A historical example is in order here. The women of the French Revolution were not regarded by any other group in society as capable of political speech or action. Olympe de Gouges challenged this manner of drawing the line between the political (men) and the non-political (women) by stating “if women were entitled to go the scaffold, then they were also entitled to go to the assembly” (Rancière 2010, 69). Here we can see the various elements in action. Police logic presents society as an unproblematic whole and becomes exclusionary through its claim that all of society is ‘countable’; politics here occurs from without society, from a point that cannot be located on the current political map and for that reason problematizes the political parameter, since the women of the French Revolution are after all part of society. It follows that a society that allows women the right to go to the assembly (the right to vote) and draws the line slightly beyond will find itself in what is formally the same position. It again defines itself in a unified fashion, albeit a slightly different unity – having recognised past errors – but it still encircles itself on the political map, and because of this it is encircled by political others.
For Rancière, “governments and experts” have for a long time practiced the art of maintaining the balance between the different elements within society, thus avoiding the “democratic factuality” of an internally divided society that can never be ‘whole’ (Rancière 2007, 78; 1990, 95). But the imbalance has its revenge: Rancière cites the rise of parties of the extreme right, who reject the “oligarchic consensus”, but also the French and Dutch ‘No’ during the referendum about ratification of the proposed constitution for the European Union. We can substitute in the more recent Brexit turmoil and continue to follow Rancière’s analysis: “a majority of voters (…) judged that the question was a real question, not a matter calling for the simple adherence of the population, but a matter of popular sovereignty and therefore a question to which one could respond no as well as yes”; and this surprised the analysts all the more since the experts had spelled out that adherence would be in everyone’s best interests (Rancière 2007, 79). All of these operations of consensus wrongfully assume an “objectivation of the problems and part of the community” (Rancière 2004, 7); here, Rancière comes close to Mouffe.
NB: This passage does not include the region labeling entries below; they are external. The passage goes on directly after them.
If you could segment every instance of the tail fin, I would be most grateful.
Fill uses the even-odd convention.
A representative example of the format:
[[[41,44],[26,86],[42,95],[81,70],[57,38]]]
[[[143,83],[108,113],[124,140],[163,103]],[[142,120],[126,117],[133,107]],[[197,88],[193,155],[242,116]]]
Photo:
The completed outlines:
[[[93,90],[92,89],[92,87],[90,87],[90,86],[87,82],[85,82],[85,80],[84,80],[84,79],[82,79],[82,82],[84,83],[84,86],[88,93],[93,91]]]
In summary, the basic figure of Rancière’s analysis of politics is that it consists of an oversimplified unit (police) that cannot see how its internal difference is co-constitutive of the society it aims to describe to the exclusion of that difference. It should be clear that the political is defined by acting-out of said difference from the paradoxical position of being both within and without society. Consensus is, in addition, the mode of reducing politics to police; and “the extreme limit of the logic of consensus” is the dissolution of all political differences and juridical distinctions into the indistinct and totalising domain of ethics” (Rancière 2004, 7-8). We will have to spend another post on Rancière in order to zoom in on his conception of consensus, the connection with ethics/morality and the evils (pun intended) he associates with both.